Tesseract OCR
Download & Install Tesseract
Visit the Tesseract at UB Mannheim
Select the tesseract-ocr-w64-setup-v5.3.x.exe (64 bit) file to download the Tesseract executable installer
Once downloaded, open the executable file and follow the installation prompts
Make sure you have installed the tesseract-64bit in C:\Program Files\Tesseract-OCR
Trained Data Files (Languages)
You can download the .traineddata file for the language you need and place it in Tesseract OCR installation directory C:\Program Files\Tesseract-OCR\tessdata\[here]
(this should be the same as where the tessdata directory is installed)

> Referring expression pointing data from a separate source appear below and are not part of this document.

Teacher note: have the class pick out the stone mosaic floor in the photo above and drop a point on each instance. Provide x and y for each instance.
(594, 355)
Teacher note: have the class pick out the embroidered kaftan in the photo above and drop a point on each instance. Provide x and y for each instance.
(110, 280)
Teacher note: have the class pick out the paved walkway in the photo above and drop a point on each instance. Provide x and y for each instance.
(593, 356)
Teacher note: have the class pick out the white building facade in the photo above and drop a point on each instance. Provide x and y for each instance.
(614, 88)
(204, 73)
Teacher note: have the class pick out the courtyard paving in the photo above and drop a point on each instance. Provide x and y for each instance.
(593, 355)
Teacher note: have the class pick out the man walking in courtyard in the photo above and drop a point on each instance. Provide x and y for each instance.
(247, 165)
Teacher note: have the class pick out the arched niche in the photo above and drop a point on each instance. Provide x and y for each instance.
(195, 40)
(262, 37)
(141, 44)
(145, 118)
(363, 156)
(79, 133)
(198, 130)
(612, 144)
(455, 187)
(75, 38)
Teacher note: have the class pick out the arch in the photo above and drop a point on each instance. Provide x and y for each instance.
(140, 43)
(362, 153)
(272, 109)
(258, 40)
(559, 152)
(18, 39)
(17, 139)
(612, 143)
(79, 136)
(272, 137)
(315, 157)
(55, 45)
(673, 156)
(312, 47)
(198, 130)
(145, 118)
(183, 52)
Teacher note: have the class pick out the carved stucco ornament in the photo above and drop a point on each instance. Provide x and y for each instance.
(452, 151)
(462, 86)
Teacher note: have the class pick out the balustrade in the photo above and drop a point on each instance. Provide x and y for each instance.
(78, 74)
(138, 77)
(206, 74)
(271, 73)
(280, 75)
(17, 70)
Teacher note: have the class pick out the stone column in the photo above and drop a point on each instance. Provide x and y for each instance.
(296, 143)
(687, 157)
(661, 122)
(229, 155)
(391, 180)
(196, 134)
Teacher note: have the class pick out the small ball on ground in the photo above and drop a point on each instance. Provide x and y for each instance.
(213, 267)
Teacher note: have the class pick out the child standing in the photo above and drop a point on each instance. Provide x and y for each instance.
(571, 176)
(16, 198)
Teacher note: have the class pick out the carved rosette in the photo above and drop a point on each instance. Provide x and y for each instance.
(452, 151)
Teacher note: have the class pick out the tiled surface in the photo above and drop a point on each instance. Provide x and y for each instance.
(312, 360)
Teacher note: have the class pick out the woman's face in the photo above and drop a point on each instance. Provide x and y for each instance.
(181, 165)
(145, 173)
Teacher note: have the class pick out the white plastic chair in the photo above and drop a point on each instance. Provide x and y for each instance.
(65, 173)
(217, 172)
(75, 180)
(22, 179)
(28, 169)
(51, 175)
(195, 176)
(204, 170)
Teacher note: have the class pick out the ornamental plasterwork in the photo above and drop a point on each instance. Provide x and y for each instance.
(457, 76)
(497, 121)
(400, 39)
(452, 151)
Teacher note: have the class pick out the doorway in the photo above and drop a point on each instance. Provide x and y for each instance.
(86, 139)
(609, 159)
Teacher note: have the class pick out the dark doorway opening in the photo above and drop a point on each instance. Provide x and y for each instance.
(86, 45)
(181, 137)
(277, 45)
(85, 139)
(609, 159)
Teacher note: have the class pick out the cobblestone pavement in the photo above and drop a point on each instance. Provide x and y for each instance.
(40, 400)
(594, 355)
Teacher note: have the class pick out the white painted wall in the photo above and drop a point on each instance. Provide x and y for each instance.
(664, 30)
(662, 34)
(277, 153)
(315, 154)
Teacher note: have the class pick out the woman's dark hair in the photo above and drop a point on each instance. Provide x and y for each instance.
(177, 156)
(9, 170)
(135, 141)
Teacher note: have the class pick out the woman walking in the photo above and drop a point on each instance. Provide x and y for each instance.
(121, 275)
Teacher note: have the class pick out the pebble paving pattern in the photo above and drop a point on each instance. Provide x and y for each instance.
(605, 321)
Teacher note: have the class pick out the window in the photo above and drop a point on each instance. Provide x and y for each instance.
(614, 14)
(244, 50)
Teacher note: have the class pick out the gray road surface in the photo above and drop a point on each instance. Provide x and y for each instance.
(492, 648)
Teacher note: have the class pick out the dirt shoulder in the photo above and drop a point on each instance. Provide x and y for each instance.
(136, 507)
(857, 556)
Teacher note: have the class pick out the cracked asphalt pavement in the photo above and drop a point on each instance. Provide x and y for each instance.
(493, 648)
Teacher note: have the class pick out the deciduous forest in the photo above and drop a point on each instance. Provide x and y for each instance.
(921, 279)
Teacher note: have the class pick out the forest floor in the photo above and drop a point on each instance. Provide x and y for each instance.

tessdata https://github.com/tesseract-ocr/tessdata Speed : Faster than tessdata-best Accuracy : Slightly less accurate than tessdata-best
tessdata-best
(Recommended for video games)https://github.com/tesseract-ocr/tessdata_best Speed : Slowest Accuracy : Most accurate
tessdata-fast https://github.com/tesseract-ocr/tessdata_fast Speed : Fastest Accuracy : Least accurate
Page Segmentation Modes
The PSM allows you to select a segmentation method dependent on your particular image and the environment in which it was captured
1
Orientation and script detection (OSD) only.
2
Automatic page segmentation with OSD.
3
Automatic page segmentation, but no OSD, or OCR. (not implemented)
4
Fully automatic page segmentation, but no OSD. (Default)
5
Assume a single column of text of variable sizes.
6
Assume a single uniform block of vertically aligned text.
7
Assume a single uniform block of text.
8
Treat the image as a single text line.
9
Treat the image as a single word.
10
Treat the image as a single word in a circle.
11
Treat the image as a single character.
12
Sparse text. Find as much text as possible in no particular order.
13
Sparse text with OSD.
14
Raw line. Treat the image as a single text line, bypassing hacks that are Tesseract-specific.